In 2021, it is now a cliche to say that we have lived through an “unprecedented year” – particularly when the state of the pre-COVID world was in many ways unprecedented. Yet, the combination of the global pandemic and its resulting political-economic fallout, the continuing ecological crises, and the social-cultural explosion of long simmering systemic injustice and inequality have made the entangling of human, machine and natural orders ever more apparent, with radical consequences for all forms of life on this planet. The future appears uncertain, unstable, unsettling and unknown.

How do we respond? Métis and University of Toronto STS scholar Michelle Murphy writes that “assemblies of technical practices have generated not just facts but also speculative phenomena that are a felt part of the world, even if intangible. How do speculative social science [or research-creation] practices produce a world where undecided futures are brought into the present?” Murphy refers to this as “technoscience dreaming.” In other words, in an increasingly uncertain world, how can RC enable us to dream and trial new possible futures?

In order to respond with reflection and action to the wicked problems of our global situation, Hexagram’s Rencontres interdisciplinaires season of 2021-2022 explores the role that research-creation can play, at the broader intersections of the arts and sciences, in tackling these troubled times in order to offer new possibilities, hopes and visions of a more just, equitable and open future.

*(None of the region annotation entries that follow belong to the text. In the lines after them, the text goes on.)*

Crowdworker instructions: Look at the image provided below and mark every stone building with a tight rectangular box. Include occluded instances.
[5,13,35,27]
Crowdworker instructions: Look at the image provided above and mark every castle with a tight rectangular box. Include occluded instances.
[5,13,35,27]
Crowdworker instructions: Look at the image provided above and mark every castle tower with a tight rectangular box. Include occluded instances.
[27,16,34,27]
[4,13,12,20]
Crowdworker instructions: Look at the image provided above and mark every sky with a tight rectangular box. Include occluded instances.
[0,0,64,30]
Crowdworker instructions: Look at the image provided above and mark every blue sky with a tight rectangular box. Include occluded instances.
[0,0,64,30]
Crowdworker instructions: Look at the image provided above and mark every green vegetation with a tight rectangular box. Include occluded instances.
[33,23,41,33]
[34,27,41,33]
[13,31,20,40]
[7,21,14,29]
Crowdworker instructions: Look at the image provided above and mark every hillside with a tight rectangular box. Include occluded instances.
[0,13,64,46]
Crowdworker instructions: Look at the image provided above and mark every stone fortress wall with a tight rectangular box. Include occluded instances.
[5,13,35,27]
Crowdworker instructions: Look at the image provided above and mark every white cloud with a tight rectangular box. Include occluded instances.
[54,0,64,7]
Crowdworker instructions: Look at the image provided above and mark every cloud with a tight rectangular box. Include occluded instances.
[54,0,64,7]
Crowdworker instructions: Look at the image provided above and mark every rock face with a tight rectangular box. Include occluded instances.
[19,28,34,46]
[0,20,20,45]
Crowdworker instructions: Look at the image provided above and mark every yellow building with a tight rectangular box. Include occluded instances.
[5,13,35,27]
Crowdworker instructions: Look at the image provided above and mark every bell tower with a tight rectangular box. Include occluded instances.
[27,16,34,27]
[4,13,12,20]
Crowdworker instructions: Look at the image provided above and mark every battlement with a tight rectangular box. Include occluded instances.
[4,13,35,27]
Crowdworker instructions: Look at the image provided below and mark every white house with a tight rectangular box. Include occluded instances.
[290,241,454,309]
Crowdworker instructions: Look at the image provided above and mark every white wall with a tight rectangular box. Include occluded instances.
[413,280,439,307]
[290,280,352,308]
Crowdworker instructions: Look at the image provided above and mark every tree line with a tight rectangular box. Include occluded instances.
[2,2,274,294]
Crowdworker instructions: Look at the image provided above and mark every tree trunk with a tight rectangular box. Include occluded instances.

The Network is calling for activity proposals and abstracts from all areas pertaining to research-creation, on the following themes:

  1. Planetary Thinking, Climate Emergency and Environmental-Ecological Crisis;
  2. Critical and creative responses to Artificial Intelligence, Smartness, Human-Machine-Environment Interaction and Digital Transformation and Disruption;
  3. Interplays between Human and More than Human Sentience;
  4. New methods and research approaches between SSH, the sciences and creative practice;
  5. Emergent intersectional theories focused on critical gender, race, class and disability/debility research-creation in the broader context of the media arts and their relationship to the social, natural and computing sciences;
  6. New models for political economy involving the arts and sciences in new forms of transdisciplinary dialogue.